A cena dessa semana foi patética e chocou o mundo. Mais uma vez, a estratégia ditatorial de Bolsonaro era intimidar congressistas, agora apontando os canhões dos tanques que soltavam uma fumaça escura para o parlamento e, assim, tentar forçá-los a votar a favor do voto impresso, o que não deu certo porque o desfile foi um fiasco.
“A votação do voto impresso e toda dramaturgia do presidente diante do Congresso são pautas que acabam por empobrecer cada vez mais o povo brasileiro”, afirma Clarisse.
Com o dia a dia tão árduo para a maioria dos trabalhadores e trabalhadoras, muitos nem se dão conta de que a “boiada está passando”. O país está há um ano e cinco meses mergulhado numa pandemia. As mortes pela doença já ultrapassam 566 mil e o ministério da Saúde ainda dificulta o acesso às vacinas. As manchetes da quinta-feira (12) não nos deixam mentir “governo federal tem 11,2 milhões de doses de vacina contra a Covid represadas” enquanto os municípios clamam pelo imunizante. “Estudantes estão sem acesso ao ensino remoto por falta de repasse financeiro”. Bolsonaro tenta de todas as formas impedir que R$3,5 bilhões, aprovados pelo Congresso brasileiro, cheguem até as escolas públicas.
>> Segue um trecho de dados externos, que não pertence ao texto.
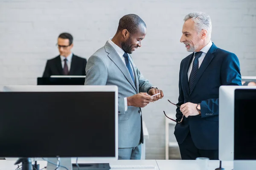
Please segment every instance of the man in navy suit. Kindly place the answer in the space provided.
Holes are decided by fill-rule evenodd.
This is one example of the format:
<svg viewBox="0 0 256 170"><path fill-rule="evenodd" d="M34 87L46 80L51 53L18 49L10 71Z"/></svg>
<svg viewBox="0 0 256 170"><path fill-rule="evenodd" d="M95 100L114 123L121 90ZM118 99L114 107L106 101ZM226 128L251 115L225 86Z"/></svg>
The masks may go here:
<svg viewBox="0 0 256 170"><path fill-rule="evenodd" d="M60 55L47 61L43 77L52 75L85 76L86 59L73 54L73 37L63 33L58 38Z"/></svg>
<svg viewBox="0 0 256 170"><path fill-rule="evenodd" d="M193 12L184 20L180 42L193 53L180 63L174 134L182 159L218 159L219 88L241 85L239 61L212 42L208 15Z"/></svg>

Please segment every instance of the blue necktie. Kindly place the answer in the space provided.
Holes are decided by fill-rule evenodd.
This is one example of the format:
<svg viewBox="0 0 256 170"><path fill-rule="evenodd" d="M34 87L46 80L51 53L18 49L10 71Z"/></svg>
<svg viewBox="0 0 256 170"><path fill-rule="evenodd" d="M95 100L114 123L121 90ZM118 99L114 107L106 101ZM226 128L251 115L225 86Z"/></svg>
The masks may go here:
<svg viewBox="0 0 256 170"><path fill-rule="evenodd" d="M130 65L130 61L129 60L129 56L128 56L128 54L126 52L125 52L125 54L123 55L124 57L125 57L125 65L126 65L126 67L128 69L128 71L129 71L129 73L130 73L130 75L131 75L131 79L132 79L132 81L134 82L134 83L135 84L135 82L134 81L134 77L133 75L133 71L131 68L131 65Z"/></svg>
<svg viewBox="0 0 256 170"><path fill-rule="evenodd" d="M199 67L199 62L198 62L198 58L202 55L203 52L197 52L195 54L195 59L193 61L193 65L192 66L192 70L189 76L189 93L191 92L192 86L195 81L195 79L197 74L197 72Z"/></svg>
<svg viewBox="0 0 256 170"><path fill-rule="evenodd" d="M64 59L64 68L63 68L63 74L67 75L68 74L68 68L67 64L67 59Z"/></svg>

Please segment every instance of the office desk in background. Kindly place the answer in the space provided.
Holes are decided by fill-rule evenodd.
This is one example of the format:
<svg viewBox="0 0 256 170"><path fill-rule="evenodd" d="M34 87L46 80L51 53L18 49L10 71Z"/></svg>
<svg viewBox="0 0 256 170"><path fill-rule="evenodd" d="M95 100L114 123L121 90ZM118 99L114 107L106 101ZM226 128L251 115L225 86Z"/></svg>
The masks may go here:
<svg viewBox="0 0 256 170"><path fill-rule="evenodd" d="M148 135L148 128L146 126L146 124L144 121L142 121L142 127L143 128L143 143L141 144L141 157L140 157L141 159L146 159L146 139L148 139L149 138L149 135Z"/></svg>
<svg viewBox="0 0 256 170"><path fill-rule="evenodd" d="M16 161L0 160L0 170L15 170L17 167L15 165ZM93 163L92 162L91 163ZM88 163L88 161L80 160L78 163ZM76 163L75 159L72 160L72 163ZM219 166L218 161L209 161L209 168L207 170L214 170ZM47 162L44 161L38 162L40 164L40 169L47 165ZM155 166L156 170L197 170L198 167L195 160L119 160L112 161L110 162L111 165L148 165ZM224 162L222 167L225 170L231 170L233 169L233 162ZM142 169L137 169L142 170ZM147 169L145 169L147 170ZM148 169L147 170L148 170ZM136 170L133 169L133 170Z"/></svg>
Verba que melhoria o acesso à internet de alunos e professores e contribuiria para que o Enem fosse mais justo, diminuindo, assim, as desigualdades com os alunos de escolas particulares que tiveram acesso a aulas virtuais.
A cientista política defende que o desenvolvimento do Brasil caminha para trás cada vez que o presidente traz à tona pautas que sugerem um retorno ao passado. Motivo que faz com que os setores mais progressistas tenham que se mobilizar por agendas que são básicas em países democráticos.
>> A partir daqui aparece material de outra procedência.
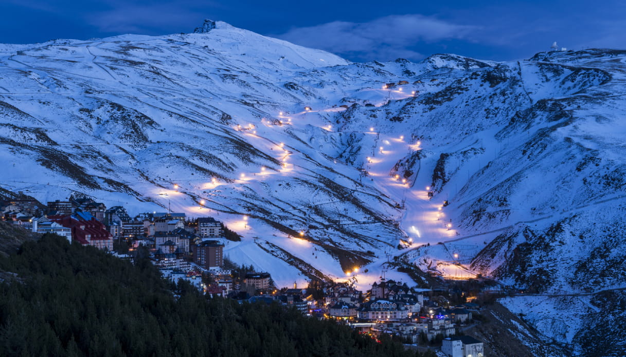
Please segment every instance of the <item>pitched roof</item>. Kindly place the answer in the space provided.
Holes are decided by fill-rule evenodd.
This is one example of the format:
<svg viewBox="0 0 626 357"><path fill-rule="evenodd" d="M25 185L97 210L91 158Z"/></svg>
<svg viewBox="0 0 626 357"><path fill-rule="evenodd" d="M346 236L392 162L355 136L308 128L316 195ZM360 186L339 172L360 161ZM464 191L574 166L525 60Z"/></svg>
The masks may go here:
<svg viewBox="0 0 626 357"><path fill-rule="evenodd" d="M481 341L474 338L473 337L470 336L456 336L454 337L448 337L444 339L449 339L450 341L461 341L463 343L463 344L472 344L474 343L482 343Z"/></svg>

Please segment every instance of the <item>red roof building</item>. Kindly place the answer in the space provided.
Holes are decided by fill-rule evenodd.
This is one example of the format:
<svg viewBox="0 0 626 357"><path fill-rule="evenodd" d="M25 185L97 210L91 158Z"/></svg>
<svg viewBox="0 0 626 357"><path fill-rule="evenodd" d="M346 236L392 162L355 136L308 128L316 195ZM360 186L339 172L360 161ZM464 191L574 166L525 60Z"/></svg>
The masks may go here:
<svg viewBox="0 0 626 357"><path fill-rule="evenodd" d="M72 230L72 241L99 249L113 249L113 241L106 227L93 215L76 212L71 215L50 215L48 219Z"/></svg>

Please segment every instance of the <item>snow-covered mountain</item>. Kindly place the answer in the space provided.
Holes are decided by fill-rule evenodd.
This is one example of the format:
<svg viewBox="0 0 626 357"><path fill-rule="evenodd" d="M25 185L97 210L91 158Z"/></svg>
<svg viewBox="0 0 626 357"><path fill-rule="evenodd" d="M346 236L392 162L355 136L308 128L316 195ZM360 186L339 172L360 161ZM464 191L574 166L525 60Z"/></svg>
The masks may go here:
<svg viewBox="0 0 626 357"><path fill-rule="evenodd" d="M626 287L625 71L608 49L352 63L210 21L0 45L0 182L213 216L243 236L225 254L280 285L364 287L395 256L595 296ZM597 321L567 321L538 328L588 351Z"/></svg>

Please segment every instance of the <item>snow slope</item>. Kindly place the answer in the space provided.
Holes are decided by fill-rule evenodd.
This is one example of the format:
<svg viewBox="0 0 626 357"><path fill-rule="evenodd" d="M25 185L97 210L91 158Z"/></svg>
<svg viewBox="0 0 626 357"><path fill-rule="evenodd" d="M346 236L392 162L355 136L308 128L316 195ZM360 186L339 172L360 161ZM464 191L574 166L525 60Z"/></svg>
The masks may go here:
<svg viewBox="0 0 626 357"><path fill-rule="evenodd" d="M197 32L0 46L3 188L215 217L279 285L408 281L397 257L538 293L623 286L624 51L352 63Z"/></svg>

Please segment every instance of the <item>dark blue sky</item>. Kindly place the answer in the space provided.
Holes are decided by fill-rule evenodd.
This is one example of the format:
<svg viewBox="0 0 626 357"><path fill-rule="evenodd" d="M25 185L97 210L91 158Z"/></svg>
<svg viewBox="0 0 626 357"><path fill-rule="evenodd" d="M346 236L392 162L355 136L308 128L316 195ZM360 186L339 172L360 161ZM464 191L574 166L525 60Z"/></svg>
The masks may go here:
<svg viewBox="0 0 626 357"><path fill-rule="evenodd" d="M352 61L438 53L510 60L555 41L572 49L626 48L622 0L2 0L0 43L188 33L205 18Z"/></svg>

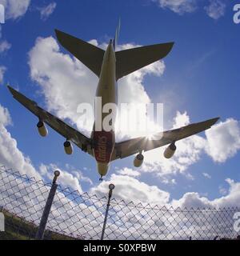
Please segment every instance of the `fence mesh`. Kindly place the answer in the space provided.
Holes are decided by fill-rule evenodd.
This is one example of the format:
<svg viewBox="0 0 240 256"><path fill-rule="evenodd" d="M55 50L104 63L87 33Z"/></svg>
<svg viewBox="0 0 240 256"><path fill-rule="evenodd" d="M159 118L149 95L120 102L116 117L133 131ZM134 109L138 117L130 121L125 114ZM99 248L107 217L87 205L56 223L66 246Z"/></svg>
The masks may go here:
<svg viewBox="0 0 240 256"><path fill-rule="evenodd" d="M1 239L34 239L50 183L0 167ZM108 201L58 186L44 239L100 239ZM2 210L1 210L2 207ZM174 209L111 199L105 239L234 238L239 208Z"/></svg>

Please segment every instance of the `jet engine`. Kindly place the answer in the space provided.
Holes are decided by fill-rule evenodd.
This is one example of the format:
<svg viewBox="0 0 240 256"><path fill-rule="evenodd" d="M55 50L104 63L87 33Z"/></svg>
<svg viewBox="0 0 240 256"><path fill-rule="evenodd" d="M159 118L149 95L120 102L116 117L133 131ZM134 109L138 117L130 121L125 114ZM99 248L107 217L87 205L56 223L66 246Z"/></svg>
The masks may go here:
<svg viewBox="0 0 240 256"><path fill-rule="evenodd" d="M37 127L38 130L38 134L42 136L42 137L46 137L48 134L47 129L44 124L43 122L39 121L37 124Z"/></svg>
<svg viewBox="0 0 240 256"><path fill-rule="evenodd" d="M171 143L164 151L164 157L167 159L173 157L173 155L174 154L175 151L176 151L176 146L175 143L173 142Z"/></svg>
<svg viewBox="0 0 240 256"><path fill-rule="evenodd" d="M140 167L143 162L144 157L142 154L137 154L134 158L134 165L135 167Z"/></svg>
<svg viewBox="0 0 240 256"><path fill-rule="evenodd" d="M66 141L63 144L65 153L67 154L72 154L74 152L74 148L70 141Z"/></svg>

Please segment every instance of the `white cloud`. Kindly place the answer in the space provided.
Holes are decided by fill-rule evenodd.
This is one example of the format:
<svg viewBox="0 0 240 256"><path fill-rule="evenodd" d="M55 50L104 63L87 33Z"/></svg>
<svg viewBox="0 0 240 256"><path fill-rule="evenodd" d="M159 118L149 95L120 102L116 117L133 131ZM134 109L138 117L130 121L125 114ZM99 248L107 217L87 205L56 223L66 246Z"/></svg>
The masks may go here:
<svg viewBox="0 0 240 256"><path fill-rule="evenodd" d="M132 170L130 168L126 168L126 167L118 170L117 173L120 175L126 175L126 176L132 176L132 177L140 176L140 173L138 171Z"/></svg>
<svg viewBox="0 0 240 256"><path fill-rule="evenodd" d="M177 112L174 118L173 129L179 128L190 123L190 118L186 112ZM174 157L166 159L163 152L166 146L163 146L145 153L143 171L154 172L158 176L170 175L177 173L186 172L188 167L200 159L201 154L205 148L206 141L199 135L193 135L176 142L177 150ZM192 177L190 175L190 177Z"/></svg>
<svg viewBox="0 0 240 256"><path fill-rule="evenodd" d="M30 0L0 0L6 9L6 19L16 19L24 15L30 6Z"/></svg>
<svg viewBox="0 0 240 256"><path fill-rule="evenodd" d="M207 174L207 173L202 173L202 175L203 175L205 178L212 178L211 175L210 175L210 174Z"/></svg>
<svg viewBox="0 0 240 256"><path fill-rule="evenodd" d="M124 199L126 202L133 201L134 203L143 202L162 205L169 202L168 192L161 190L156 186L149 186L138 179L126 176L112 174L108 181L103 181L96 187L91 189L92 194L106 195L109 191L110 183L115 185L114 197Z"/></svg>
<svg viewBox="0 0 240 256"><path fill-rule="evenodd" d="M50 3L46 6L38 8L40 11L41 18L44 21L46 20L49 18L49 16L54 11L56 6L57 3L54 2Z"/></svg>
<svg viewBox="0 0 240 256"><path fill-rule="evenodd" d="M236 182L230 178L226 178L229 185L228 191L221 186L221 198L210 200L206 197L201 197L198 193L188 192L178 200L174 199L171 205L174 207L187 208L223 208L240 206L240 182Z"/></svg>
<svg viewBox="0 0 240 256"><path fill-rule="evenodd" d="M158 0L158 2L160 7L169 8L179 14L192 13L197 8L196 0Z"/></svg>
<svg viewBox="0 0 240 256"><path fill-rule="evenodd" d="M91 42L98 44L96 40ZM102 46L106 47L106 44ZM125 49L126 46L119 47ZM71 123L82 130L77 108L82 102L94 106L98 78L75 58L62 54L52 37L37 39L29 53L29 65L30 77L41 86L48 110L61 118L70 119ZM144 76L147 74L161 75L164 70L164 63L157 62L121 79L118 84L119 102L150 102L143 87ZM93 122L88 127L88 134ZM118 138L124 135L118 134Z"/></svg>
<svg viewBox="0 0 240 256"><path fill-rule="evenodd" d="M206 136L206 150L215 162L224 162L240 150L240 125L233 118L216 124Z"/></svg>
<svg viewBox="0 0 240 256"><path fill-rule="evenodd" d="M11 47L11 44L7 41L4 40L0 42L0 54L10 50Z"/></svg>
<svg viewBox="0 0 240 256"><path fill-rule="evenodd" d="M80 176L74 175L74 174L64 170L54 164L50 164L48 166L42 164L39 169L40 173L50 180L53 179L54 170L60 170L60 176L58 178L58 183L62 185L64 187L70 187L74 190L78 190L79 193L82 193L82 186L79 182Z"/></svg>
<svg viewBox="0 0 240 256"><path fill-rule="evenodd" d="M0 66L0 83L3 82L4 73L6 70L6 66Z"/></svg>
<svg viewBox="0 0 240 256"><path fill-rule="evenodd" d="M0 163L21 174L39 179L41 176L33 166L30 159L19 150L17 141L6 128L11 123L10 120L7 109L0 105Z"/></svg>
<svg viewBox="0 0 240 256"><path fill-rule="evenodd" d="M209 6L204 9L209 17L217 20L224 16L226 4L222 0L210 0Z"/></svg>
O momento é emblemático e Sandro Cezar acredita que agora é o desafio é construir movimentos, ir para as ruas junto com os sindicatos, a CUT e as demais centrais para garantir a manutenção dos direitos já conquistados. “A classe trabalhadora precisa se mobilizar. E isso é urgente”, afirma.
A professora Clarisse concorda e vai além: “Os movimentos sociais e os sindicatos são muito importantes, assim como os partidos políticos da esquerda. Essa importância não se dá apenas nas ruas. Eles também devem seguir na direção de uma formação política, da propaganda política, das denúncias políticas, que podem penetrar nas casas, nos locais de moradias, nos locais de trabalho da classe trabalhadora”, defende.